She's been a nurse for close to seventy years and still sees patients in central Georgia today.
She's an unsung hero at home who's a perfect example of you're only as old as you feel.
"This is Hazel." Hazel Colson answers her cellphone.
Meet Hazel. "I'm 86, I'll be 87 in February," says Colson.
She visits around ten hospice patients a day, five days a week.
"You have a good night? Okay good. You sleep good? Okay I'm going to check your blood pressure," Colson says to one of her patients.
She started her career as a member of the Army Cadet Nurse Corps in January of 1945.
"The war is what helped me get my nurse's training," says Colson. World War II ended less than a year after she signed up, but Colson didn't stop.
"We moved here in '52. I helped open the first real clinic in '54," says Colson.

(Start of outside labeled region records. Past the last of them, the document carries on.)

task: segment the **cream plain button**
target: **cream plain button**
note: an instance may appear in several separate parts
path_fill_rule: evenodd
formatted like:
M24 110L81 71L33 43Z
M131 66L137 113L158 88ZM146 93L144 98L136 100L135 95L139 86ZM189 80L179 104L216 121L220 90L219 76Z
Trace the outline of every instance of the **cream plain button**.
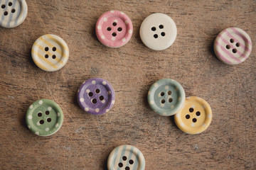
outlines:
M139 35L143 43L154 50L169 47L177 35L177 28L169 16L156 13L146 17L142 22Z

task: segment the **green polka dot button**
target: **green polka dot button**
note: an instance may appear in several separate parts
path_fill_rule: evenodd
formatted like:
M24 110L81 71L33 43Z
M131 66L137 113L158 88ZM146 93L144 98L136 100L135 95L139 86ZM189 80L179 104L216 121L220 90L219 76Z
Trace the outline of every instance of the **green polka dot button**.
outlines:
M185 102L185 91L175 80L161 79L153 84L148 93L149 106L158 114L173 115L181 108Z
M26 114L28 129L39 136L50 136L60 128L63 113L54 101L41 99L31 104Z

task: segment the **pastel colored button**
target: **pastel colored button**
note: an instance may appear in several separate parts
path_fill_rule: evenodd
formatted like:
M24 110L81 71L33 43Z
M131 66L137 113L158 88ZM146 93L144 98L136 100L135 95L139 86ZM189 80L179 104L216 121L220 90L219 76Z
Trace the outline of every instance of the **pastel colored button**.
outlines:
M99 40L109 47L120 47L131 39L132 23L127 14L119 11L103 13L96 23Z
M113 107L114 91L107 80L92 78L83 82L79 88L78 101L85 112L92 115L102 115Z
M139 35L146 47L154 50L163 50L174 42L177 28L170 16L156 13L143 21Z
M28 129L39 136L50 136L60 130L63 113L54 101L41 99L31 104L26 114Z
M107 159L108 170L144 170L145 159L137 147L124 144L114 149Z
M212 120L210 105L199 97L187 97L184 107L174 115L175 123L182 131L198 134L205 131Z
M47 72L59 70L65 66L69 57L67 43L55 35L46 34L38 38L32 47L33 61Z
M252 52L252 40L243 30L230 27L218 35L214 42L217 57L228 64L238 64L247 60Z
M153 84L148 93L148 102L153 110L161 115L176 113L185 101L185 91L175 80L165 79Z
M25 0L0 1L0 26L11 28L21 25L26 18L28 6Z

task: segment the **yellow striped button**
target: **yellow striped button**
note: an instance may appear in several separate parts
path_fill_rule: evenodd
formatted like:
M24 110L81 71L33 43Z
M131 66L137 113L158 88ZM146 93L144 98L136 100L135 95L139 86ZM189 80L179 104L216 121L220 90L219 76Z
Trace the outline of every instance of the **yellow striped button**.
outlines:
M32 47L33 61L47 72L59 70L68 60L67 43L55 35L46 34L38 38Z
M188 97L185 104L175 115L178 128L188 134L198 134L206 130L212 120L210 105L199 97Z

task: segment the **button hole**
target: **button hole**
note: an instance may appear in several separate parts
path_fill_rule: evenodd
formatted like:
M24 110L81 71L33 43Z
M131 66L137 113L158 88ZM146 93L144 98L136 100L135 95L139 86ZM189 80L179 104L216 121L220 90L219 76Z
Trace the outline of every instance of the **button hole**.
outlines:
M97 99L96 99L96 98L93 98L93 99L92 100L92 103L94 103L94 104L97 103Z
M238 50L236 50L235 48L234 48L233 50L232 50L232 52L233 52L233 53L237 53Z
M43 120L41 120L39 121L39 123L41 124L41 125L43 125L43 124L44 123Z

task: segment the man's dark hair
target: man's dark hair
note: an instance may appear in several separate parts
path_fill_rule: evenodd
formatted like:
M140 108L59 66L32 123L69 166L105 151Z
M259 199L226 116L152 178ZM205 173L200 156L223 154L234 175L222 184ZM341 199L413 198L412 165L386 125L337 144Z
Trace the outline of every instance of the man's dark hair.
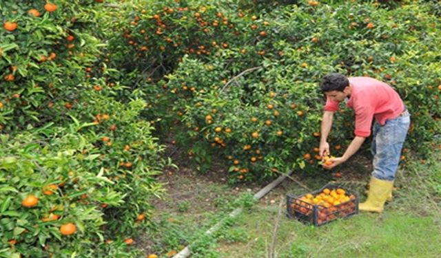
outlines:
M322 78L322 80L320 82L320 89L323 92L342 92L349 85L349 80L345 76L338 73L331 73Z

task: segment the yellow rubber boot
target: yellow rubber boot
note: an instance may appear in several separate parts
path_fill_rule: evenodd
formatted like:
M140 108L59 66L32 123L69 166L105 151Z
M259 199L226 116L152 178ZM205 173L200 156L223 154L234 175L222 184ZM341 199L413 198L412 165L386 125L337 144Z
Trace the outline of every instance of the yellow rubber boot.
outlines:
M393 187L393 181L380 180L374 177L371 178L367 200L358 204L358 209L362 211L382 212L384 202L391 197Z

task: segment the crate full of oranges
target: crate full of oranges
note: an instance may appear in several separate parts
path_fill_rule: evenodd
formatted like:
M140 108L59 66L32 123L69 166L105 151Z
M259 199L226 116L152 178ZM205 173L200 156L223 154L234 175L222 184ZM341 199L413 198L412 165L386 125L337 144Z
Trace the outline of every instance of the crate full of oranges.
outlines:
M358 197L336 184L298 197L287 196L287 215L302 222L321 226L358 213Z

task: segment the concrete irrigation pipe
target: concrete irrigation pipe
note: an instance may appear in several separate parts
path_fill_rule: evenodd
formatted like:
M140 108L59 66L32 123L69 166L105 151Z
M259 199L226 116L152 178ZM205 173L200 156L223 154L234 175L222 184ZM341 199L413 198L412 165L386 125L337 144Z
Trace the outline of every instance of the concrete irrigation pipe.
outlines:
M260 200L263 196L265 196L267 193L268 193L270 191L271 191L274 187L277 186L280 183L282 182L286 178L289 177L294 171L291 171L288 173L288 174L283 175L276 179L274 181L268 184L266 186L260 189L257 193L254 195L254 199L256 200ZM234 218L240 214L242 213L242 208L237 208L234 211L232 211L231 213L228 215L228 217ZM220 226L223 224L223 222L226 219L226 218L223 219L219 222L216 223L214 226L213 226L211 228L205 232L207 235L211 235L213 233L216 232ZM185 248L181 250L181 252L176 254L173 258L186 258L188 257L190 254L190 248L191 246L187 246Z

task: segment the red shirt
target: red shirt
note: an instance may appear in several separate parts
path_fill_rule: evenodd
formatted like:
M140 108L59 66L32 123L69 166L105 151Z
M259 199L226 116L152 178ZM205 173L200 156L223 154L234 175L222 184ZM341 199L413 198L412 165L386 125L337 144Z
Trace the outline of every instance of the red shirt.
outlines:
M381 125L388 119L398 117L404 109L398 94L387 84L369 77L348 78L352 92L346 106L356 115L354 133L368 137L373 118ZM338 110L340 103L327 99L325 110Z

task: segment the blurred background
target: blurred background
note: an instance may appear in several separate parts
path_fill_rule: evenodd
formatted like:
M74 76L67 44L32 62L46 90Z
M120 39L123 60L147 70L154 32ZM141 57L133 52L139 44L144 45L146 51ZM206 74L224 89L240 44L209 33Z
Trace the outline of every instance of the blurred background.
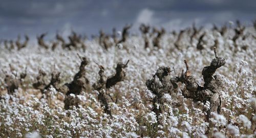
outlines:
M63 36L71 30L89 37L102 29L111 32L132 24L138 33L145 23L167 31L196 25L210 28L239 19L246 26L256 19L255 0L195 1L0 1L0 38L16 38L27 34L35 38L56 31Z

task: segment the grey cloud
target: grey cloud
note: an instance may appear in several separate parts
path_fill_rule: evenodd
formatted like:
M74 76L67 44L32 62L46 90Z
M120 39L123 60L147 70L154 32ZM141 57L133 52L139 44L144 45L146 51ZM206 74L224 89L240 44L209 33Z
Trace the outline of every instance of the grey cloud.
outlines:
M209 22L221 24L236 19L250 21L256 13L256 1L253 0L13 0L0 3L0 38L15 37L17 34L54 33L67 24L79 33L89 35L98 33L101 28L110 32L113 27L121 29L126 23L138 24L139 14L144 9L152 12L147 22L170 28L170 25L175 26L178 21L185 26L183 22L195 19L200 19L202 25Z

Colson was a pediatric nurse for several years and has been with Heart of Georgia Hospice for the last 28.
She begins each day with a prayer: "God gave me the gift and ability to do what I do."
And she has a nickname in town.
"Huggin' Hazel and she is a huggin' Hazel to everybody," says Pam Barnard.
Fellow employee Tyler Bryant says, "We often say she's the 'Mother Teresa' of Warner Robins, because she just touches so many people with her warm spirit and her love for others."
Colson replies, "Everyone needs a hug once in a while."
"She walks in everyday smiling with a hug and says 'Honey I love ya' and you can say, 'How are you today, Mrs. Hazel?' and she'll say, 'Honey, I'm blessed to get up and serve someone else today'." says Barnard.
Bryant says, "We all want to strive to be like Mrs. Hazel because she is the definition of a hero, someone you respect, admire and love."
And as far as retiring is concerned, Colson says , "What do you do when you retire? When I do stop this, I'll still be helping others. That's my life. Work is not work to me. It's a joy to be able to do it. I see it as what can I do to help them feel better, keep them comfortable and give them the good care."